Our community has paid and continues to pay a steep price for Israel’s safety and survival in silence. The world remembers the miraculous airlifts of Operation Moses and Operation Solomon, but forgets the thousands who died in Sudanese deserts before they could reach Jerusalem. Now, we die again, defending the country we love, and the world still forgets.
We are not white Europeans, but we are fully and proudly Jewish. Our Zionism is not academic. It is lived, fought for, and buried in uniform.
Why is the world so unwilling to acknowledge that Zionism is not white European colonization? It is, and always has been, a liberation movement – for the scattered, persecuted, and homeless.
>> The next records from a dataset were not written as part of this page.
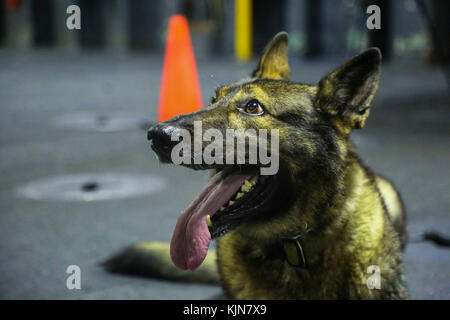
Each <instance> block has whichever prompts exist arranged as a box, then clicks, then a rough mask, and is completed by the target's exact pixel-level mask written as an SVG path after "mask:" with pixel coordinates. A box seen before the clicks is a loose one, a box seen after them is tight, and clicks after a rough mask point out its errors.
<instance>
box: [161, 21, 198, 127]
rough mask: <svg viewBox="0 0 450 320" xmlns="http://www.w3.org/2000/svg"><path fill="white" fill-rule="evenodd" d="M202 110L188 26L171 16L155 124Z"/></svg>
mask: <svg viewBox="0 0 450 320" xmlns="http://www.w3.org/2000/svg"><path fill="white" fill-rule="evenodd" d="M201 108H202V97H201V91H200V83H199V81H198V75H197V67H196V64H195V57H194V50H193V49H192V44H191V37H190V35H189V27H188V22H187V20H186V18H185V17H184V16H182V15H173V16H172V17H170V20H169V32H168V34H167V43H166V53H165V57H164V65H163V73H162V79H161V92H160V97H159V107H158V121H166V120H168V119H170V118H172V117H174V116H176V115H179V114H183V113H188V112H193V111H196V110H199V109H201Z"/></svg>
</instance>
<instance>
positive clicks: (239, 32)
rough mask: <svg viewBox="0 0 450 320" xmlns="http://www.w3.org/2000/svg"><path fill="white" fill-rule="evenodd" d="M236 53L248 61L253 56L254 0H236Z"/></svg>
mask: <svg viewBox="0 0 450 320" xmlns="http://www.w3.org/2000/svg"><path fill="white" fill-rule="evenodd" d="M234 8H235V19H236V21H235V30H234V38H235V40H234V41H235V54H236V58H238V60H241V61H246V60H248V59H250V58H251V56H252V0H235V1H234Z"/></svg>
Zionism is not just in our ideology. It is in our blood, seeking and finding our lost homeland. Now, we die again, defending the country we love – and the world still forgets.
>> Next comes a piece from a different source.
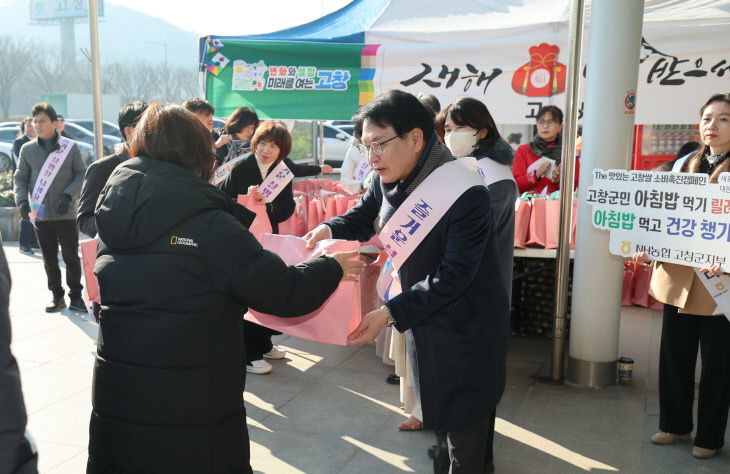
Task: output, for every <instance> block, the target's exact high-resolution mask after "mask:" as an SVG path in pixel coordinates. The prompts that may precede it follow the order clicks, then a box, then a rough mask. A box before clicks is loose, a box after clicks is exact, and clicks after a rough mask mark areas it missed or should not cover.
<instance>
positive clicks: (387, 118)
mask: <svg viewBox="0 0 730 474" xmlns="http://www.w3.org/2000/svg"><path fill="white" fill-rule="evenodd" d="M366 119H367V120H368V121H369V122H371V123H373V124H375V125H377V126H378V127H387V126H388V125H390V126H391V127H393V129H394V130H395V133H396V134H398V136H399V137H402V136H403V135H405V134H406V133H408V132H410V131H411V130H413V129H414V128H420V129H421V130H422V131H423V140H424V141H425V142H428V141H429V140H430V139H431V136H433V132H434V129H433V115H431V112H430V111H429V110H428V109H427V108H426V106H425V105H423V104H422V103H421V102H420V101H419V100H418V99H417V98H416V96H414V95H413V94H409V93H408V92H403V91H401V90H397V89H391V90H388V91H385V92H383V93H382V94H380V95H378V96H377V97H375V98H374V99H373V100H371V101H370V102H368V103H367V104H366V105H364V106H363V107H362V108H361V109H360V110H358V111H357V112H356V113H355V115H353V117H352V121H353V122H354V123H355V128H354V130H353V132H354V133H355V138H357V139H358V140H359V139H361V138H362V127H363V122H364V121H365V120H366Z"/></svg>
Their stories are missing in Western media
To the Western media: Why are our stories not told? Why is our blood not considered headline-worthy? Is our sorrow not newsworthy? Please, include our stories. Feature our voices. Interview our scholars. Report on our deaths.
We are also asking our European and American Jewish brothers and sisters to recognize this truth. We are not simply immigrants; we are shareholders in the Jewish state. We are your Black Jewish family members standing guard alongside your own children. We are dying for your safety, too. Recognize this truth.
Share power and resources with us. Open doors for Ethiopian Jewish participation in Jewish philanthropy, diplomacy, education, and business. Our children want to learn with your children, befriend them, fall in love with them. We are not guests; we are stakeholders in the Zionist dream. We, too, want. We, too, can. We, too, deserve.
There are still millions of Jews in Ethiopia waiting to return home to Israel. Many are separated from family, dreaming of the day they can live – and even die, if necessary – for a Jewish, democratic homeland. So many of our Ethiopian Jews are still waiting to live beside you, to serve with you.
Of our prime minister and other national leaders, we respectfully request: Make us ministers, ambassadors, UN envoys. Let us speak to the world not just to defend Israel, but to prove with our lives and blood that Israel is not an apartheid state. Israel is not apartheid. It is a house of many colors.
Israel is not perfect. No country is. But it is the only Middle Eastern democracy where Black and white, men and women, religious and secular, live, work, and walk freely in the streets. We serve in the military, universities, and synagogues. Our voice is part of its soul. But if you do not hear us, you are not hearing Israel fully. If you do not see us, you are not seeing Zionism clearly.
If you do not include us, you are rewriting Jewish history with omissions that wound. We ask the international community: include us. We ask the media: tell the truth. We ask the Jewish world: remember us. We are here. We are part of this. We are Jewish history in motion.
Am Yisrael Chai – The people of Israel live. We, Ethiopian Jews, live and die to keep it that way.
The writer is an international educator, community activist, and diplomacy expert. He has served in the Israel Police force and worked as a detective for the Supreme Court of New York. He has represented the Knesset in international public affairs and holds an MA in community leadership from the Hebrew University of Jerusalem and a doctorate in educational leadership from Yeshiva University.